Inference for the population total from probability proportional to size (PPS) sampling provides a comparison of design-based and model-based approaches to survey inference, for an important practical design. The usual design-based approach weights sampled units by the inverse of their inclusion probabilities, using the Horvitz-Thompson or Hajek estimates. The model-based approach predicts the outcome for non-sampled units based on a regression of the outcome on the size variable. Zheng and Little (2003) showed that this regression approach, based on a flexible penalized spline regression model, can provide superior inferences to Horvitz-Thompson or generalized regression, in terms of both precision and confidence coverage. However, the sizes of non-sampled units are exploited in this approach, and this information is rarely included in public-use data files. Little and Zheng (2007) showed that when the sizes of non-sampled units are not available, the spline model, combined with a Bayesian bootstrap (BB) model for predicting the non-sampled sizes, can still provide superior inferences, though gains were reduced and less consistent. We further develop these methods by (a) including an unknown parameter to model heteroscedastic error variance in the spline model, an important modeling feature in the PPS setting; and (b) providing an improved Bayesian method for including summary information about the aggregate size of non-sampled units.

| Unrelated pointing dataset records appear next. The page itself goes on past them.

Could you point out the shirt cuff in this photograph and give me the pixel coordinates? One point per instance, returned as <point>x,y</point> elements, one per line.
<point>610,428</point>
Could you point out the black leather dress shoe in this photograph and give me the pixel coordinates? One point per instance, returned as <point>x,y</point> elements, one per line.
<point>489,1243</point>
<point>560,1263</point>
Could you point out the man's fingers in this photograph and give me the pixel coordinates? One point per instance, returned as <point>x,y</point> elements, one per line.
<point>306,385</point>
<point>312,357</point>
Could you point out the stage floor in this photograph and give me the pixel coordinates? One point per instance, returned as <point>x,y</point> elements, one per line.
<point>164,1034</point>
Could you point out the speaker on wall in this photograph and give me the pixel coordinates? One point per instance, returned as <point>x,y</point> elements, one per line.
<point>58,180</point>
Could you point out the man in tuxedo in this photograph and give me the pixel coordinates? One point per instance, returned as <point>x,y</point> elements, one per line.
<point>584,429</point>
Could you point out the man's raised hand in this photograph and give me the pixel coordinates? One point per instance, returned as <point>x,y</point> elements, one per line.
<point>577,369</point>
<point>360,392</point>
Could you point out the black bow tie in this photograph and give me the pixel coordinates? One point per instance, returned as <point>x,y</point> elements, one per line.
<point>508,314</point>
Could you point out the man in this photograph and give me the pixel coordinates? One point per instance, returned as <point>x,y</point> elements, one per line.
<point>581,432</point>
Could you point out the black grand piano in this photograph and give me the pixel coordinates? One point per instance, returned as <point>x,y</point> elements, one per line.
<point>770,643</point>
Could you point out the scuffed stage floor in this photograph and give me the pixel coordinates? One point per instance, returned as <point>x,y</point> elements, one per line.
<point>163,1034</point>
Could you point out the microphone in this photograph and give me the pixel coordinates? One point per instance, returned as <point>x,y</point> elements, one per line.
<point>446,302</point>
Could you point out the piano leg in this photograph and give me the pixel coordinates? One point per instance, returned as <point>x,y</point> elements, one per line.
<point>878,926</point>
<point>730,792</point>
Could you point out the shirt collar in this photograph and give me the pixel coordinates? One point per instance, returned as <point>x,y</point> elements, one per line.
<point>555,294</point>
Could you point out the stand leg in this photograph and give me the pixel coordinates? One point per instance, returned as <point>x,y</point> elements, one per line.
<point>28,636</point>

Simulation studies suggest that the resulting Bayesian method, which includes information on the number and total size of the non-sampled units, recovers most of the information in the individual sizes of the non-sampled units, and provides significant gains over the traditional Horvitz-Thompson estimator. The method is applied to two public-use data sets from the U.S. Census Bureau as well as a data set from the U.S. Energy Information Administration.